Voor mij heeft het helaas niet gewerkt..( ook het minder roken niet )
Maarja.....ben misschien een geval apart....er is nog niks geweest waar ik me lekker bij voelde..
Wens jou in ieder geval veel succes ermee, en ik zal wel eens terug kijken in deze post wat het jou brengt...

Groetjes Josh

----------


## sietske763

@ josh,
hoe lang en hoeveel heb je gehad?
wat waren de klachten(blijvend) en hoe de tijdelijke bijwerkingen?
alvast bedankt
ik zou echt als ik jou was om prothiaden vragen.......echt de beste voor mij in al die jaren...als wellbutrin niet alles is ga ik zo weer terug(al tig x gedaan)

----------


## joshuatree

Hoi Siets...
Ik denk dat dit alweer een jaar of 2 geleden is...dus ik weet er niet meer zoveel van.
Ik denk dat ik 150 mg per dag had.
Bijwerkingen heb ik geloof ik niet gehad ( heb ik nooit veel last van gehad de laatste jaren met geen enkel medicijn....)
Sorry dat ik er niet meer zoveel van weet, daar heb jij niks aan .... ik denk dat je het gewoon met goede moed moet proberen , misschien is het voor jou wel het juiste.
Ik heb aan mijn psych gevraagd voor prothiaden , zei zegt dat ik soortgelijk al heb gehad zonder gewenst effect , en dat dit van de markt gaat verdwijnen omdat het niet meer word voor geschreven, of in ieder geval te weinig om het te blijven produceren.
Op het moment zit ik zonder medicatie en zonder psych , ze is ernstig ziek.

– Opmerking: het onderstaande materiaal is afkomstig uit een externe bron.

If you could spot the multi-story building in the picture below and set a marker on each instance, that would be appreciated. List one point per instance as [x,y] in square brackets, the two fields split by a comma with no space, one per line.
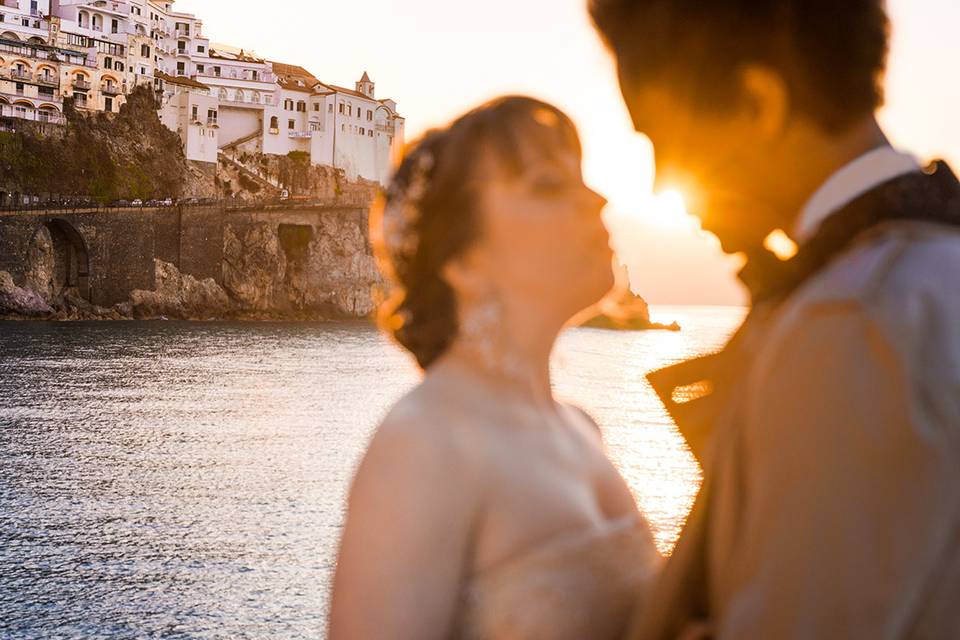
[213,96]
[30,83]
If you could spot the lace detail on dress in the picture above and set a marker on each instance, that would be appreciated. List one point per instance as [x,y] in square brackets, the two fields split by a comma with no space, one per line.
[581,585]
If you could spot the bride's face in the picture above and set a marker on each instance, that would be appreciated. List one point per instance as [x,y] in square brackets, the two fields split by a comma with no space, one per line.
[543,240]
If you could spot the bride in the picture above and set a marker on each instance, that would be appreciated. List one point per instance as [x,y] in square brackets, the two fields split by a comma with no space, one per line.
[485,508]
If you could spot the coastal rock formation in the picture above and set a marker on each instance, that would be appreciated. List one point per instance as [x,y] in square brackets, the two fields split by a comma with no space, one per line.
[180,296]
[18,301]
[324,269]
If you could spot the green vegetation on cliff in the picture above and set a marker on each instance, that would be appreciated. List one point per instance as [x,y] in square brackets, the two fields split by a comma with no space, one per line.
[101,156]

Hoop dat je hier wat aan hebt...veel succes

Groetjes Josh

----------


## sietske763

mijn psych is bijna 65 jaar en hoofd/directeur geweest van een psychiatrische instelling en heeft mij al zo,n 13 jaar geleden op prothiaden gezet, vanwege zijn vroegere goede ervaringen met dit middel, hij zei ook dat het erg ouderwets was maar toch het beste in zijn artsenloop........
bijna niemand kent dit middel....jammer, op de varianten van dit middel doe ik het ook minder goed, dus dat vind ik onzin van jouw psych.
als ik jou was zou ik (tijdelijk) een andere psych zoeken.....jij bent ook belangrijk josh.....!!!

----------


## joshuatree

Enne sietske....hoe bevalt de wellbutrin??
Groetjes Josh

----------


## sietske763

ha josh, tik je nog ff hoe het jou nu gaat??

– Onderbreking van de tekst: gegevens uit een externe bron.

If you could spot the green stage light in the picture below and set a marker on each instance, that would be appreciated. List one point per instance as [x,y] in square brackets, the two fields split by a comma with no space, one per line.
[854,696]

ben nu 5 dagen aan de wellbutrin, beetje maag/darm stoornissen en vreselijk slecht slapen maar dat wist ik van te voren(vriendin slikt het ook)heb nu 150mg xr en over 9 dagen naar 300 xr.
ik heb het idee(terwijl ik echt heel kritisch ben)dat het iets helpt tegen de rook aanvallen, ze komen minder vaak en duren korter, hoe het psychisch aanslaat kan ik nog niks van zeggen daar de prothiaden nog ong 5 weken in mn bloed zit, heb geen last gehad met stoppen van prothiaden(ik snap er niets van; iedereen is doodsbang voor de opbouw/stoppen met een TC en het lijken voor mij blijmakende snoepjes...
als het psychisch minder zou worden dan ga ik alles weer een beetje mixen.
tnt kan ik dus heel tevreden zijn.
bedankt voor je belangstelling
gr

----------


## joshuatree

Hoi Siets....
Je staat er in ieder geval positief voor open....dat is altijd al goed.
Waarom stop je eigenlijk met de prothiaden?? je was er toch zo tevreden over....is het voor het stoppen met roken te ondersteunen misschien..?
En als jij dingen mixt,dat kan toch niet werken omdat de meeste ad's pas na 14 vdagen beginnen te werken....of zie ik dat verkeerd..??

Je moet proberen je te omgeven met positieve mensen, dingen en gedachten.... dus ik zal maar zwijgen over mijn ikje...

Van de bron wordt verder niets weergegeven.